Luckily, in the last year I have developed a passion. I may not know the “how” (as in, how will this passion translate into a job?) but I at least know the “what” — Palestine.* This one word, one place, comprises so many layers of social justice issues: colonialism/indigenous peoples rights, occupation, human rights, development, prisoners’ rights, natural resources, etc. I finally feel that after years of covering stories about people who were doing something they cared about, who had a passion of their own, I have found mine. (*thanks to some Belgian, apparently..hah)
And yet do I feel like my journalism-school training has helped ignite this passion? Not really. Instead, journalism school has taught me to write a lede (actually, I knew how to do that before university), white-balance a video camera and upload sound to a computer. Had I not taken POLI 391 – The Middle East and Global Conflict in the summer of 2008, I would be a journalistic robot, clinging to the notion of “objectivity” because that’s what good journalists do.
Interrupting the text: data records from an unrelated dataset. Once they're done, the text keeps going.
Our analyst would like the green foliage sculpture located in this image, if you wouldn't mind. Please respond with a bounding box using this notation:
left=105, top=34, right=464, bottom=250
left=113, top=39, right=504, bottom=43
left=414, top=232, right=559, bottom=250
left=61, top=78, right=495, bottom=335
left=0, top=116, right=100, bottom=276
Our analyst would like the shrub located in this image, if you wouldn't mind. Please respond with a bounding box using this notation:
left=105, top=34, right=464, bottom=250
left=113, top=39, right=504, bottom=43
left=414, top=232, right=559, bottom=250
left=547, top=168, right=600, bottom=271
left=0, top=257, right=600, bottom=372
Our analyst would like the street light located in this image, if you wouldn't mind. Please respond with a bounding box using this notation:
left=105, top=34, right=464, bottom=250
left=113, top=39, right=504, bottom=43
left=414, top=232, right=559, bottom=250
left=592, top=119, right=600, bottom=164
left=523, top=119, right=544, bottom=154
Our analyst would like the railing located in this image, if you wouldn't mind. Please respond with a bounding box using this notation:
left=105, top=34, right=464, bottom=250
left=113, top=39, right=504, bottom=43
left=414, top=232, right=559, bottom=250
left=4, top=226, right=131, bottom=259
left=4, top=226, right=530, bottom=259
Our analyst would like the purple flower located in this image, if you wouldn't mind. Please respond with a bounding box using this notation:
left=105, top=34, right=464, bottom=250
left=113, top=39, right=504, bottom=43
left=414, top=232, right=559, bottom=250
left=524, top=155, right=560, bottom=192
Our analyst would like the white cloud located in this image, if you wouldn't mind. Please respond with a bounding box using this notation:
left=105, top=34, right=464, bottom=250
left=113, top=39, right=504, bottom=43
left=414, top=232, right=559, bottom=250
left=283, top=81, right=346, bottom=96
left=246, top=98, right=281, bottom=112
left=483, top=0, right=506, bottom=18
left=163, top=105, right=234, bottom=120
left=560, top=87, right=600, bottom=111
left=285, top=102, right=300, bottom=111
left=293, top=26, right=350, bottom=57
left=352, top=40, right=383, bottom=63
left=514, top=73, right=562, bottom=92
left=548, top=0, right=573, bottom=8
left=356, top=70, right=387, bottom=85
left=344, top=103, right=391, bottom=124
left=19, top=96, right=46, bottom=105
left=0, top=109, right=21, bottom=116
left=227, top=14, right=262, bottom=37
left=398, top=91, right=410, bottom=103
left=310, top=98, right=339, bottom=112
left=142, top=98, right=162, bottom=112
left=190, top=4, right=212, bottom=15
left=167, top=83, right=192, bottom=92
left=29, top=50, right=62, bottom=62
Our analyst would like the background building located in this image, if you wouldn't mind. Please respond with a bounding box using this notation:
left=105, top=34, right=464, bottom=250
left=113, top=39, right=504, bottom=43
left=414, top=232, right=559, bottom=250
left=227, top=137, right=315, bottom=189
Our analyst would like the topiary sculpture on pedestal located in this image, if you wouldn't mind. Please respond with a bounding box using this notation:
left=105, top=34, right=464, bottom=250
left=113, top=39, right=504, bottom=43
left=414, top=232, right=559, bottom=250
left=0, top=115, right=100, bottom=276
We’re supposed to leave our personal biases at the door and are actually expected to believe that this is possible. We are supposed to work for CanWest or CBC or CTV and accomplish something meaningful, that isn’t dictacted by business interests or the personal allegiances of some family (cough* Aspers *cough). And because of this push towards ‘normalcy’ or ‘accepted behavior’ in journalism, I find that I am now censoring my own work, to remain PC, to remain journalistically legitimate.
Is this really what journalism is about? Or should university instead serve as a place where a freeflow of ideas, concepts and techniques are not only embraced, but encouraged? Shouldn’t the curriculum include a few political science courses, or history courses, or sociology courses, so that the students don’t leave without the least bit of acquired knowledge, apart from journalism? I guess it’s a little too late now, at least for me. There are only six months left, after all. I just hope that the next generation of journalism students is lucky enough to realize that developing a passion – whatever it may be – is crucial to their success. That, and writing a lede. Of course.
hongkong.
My first article from Hong Kong has been published, in The Link student newspaper! Check it out online or swing by the Concordia campus downtown to pick up a hard copy (for nicer layout, etc.). Feedback is always welcome.
can’t this guy….go away?
Mike Huckabee is an idiot. And he could be ignored, labeled a babbling, fundamentalist psycho.. if only so many Americans didn’t agree with him, to some extent. Why is stopping settlement expansion such a difficult concept to grasp?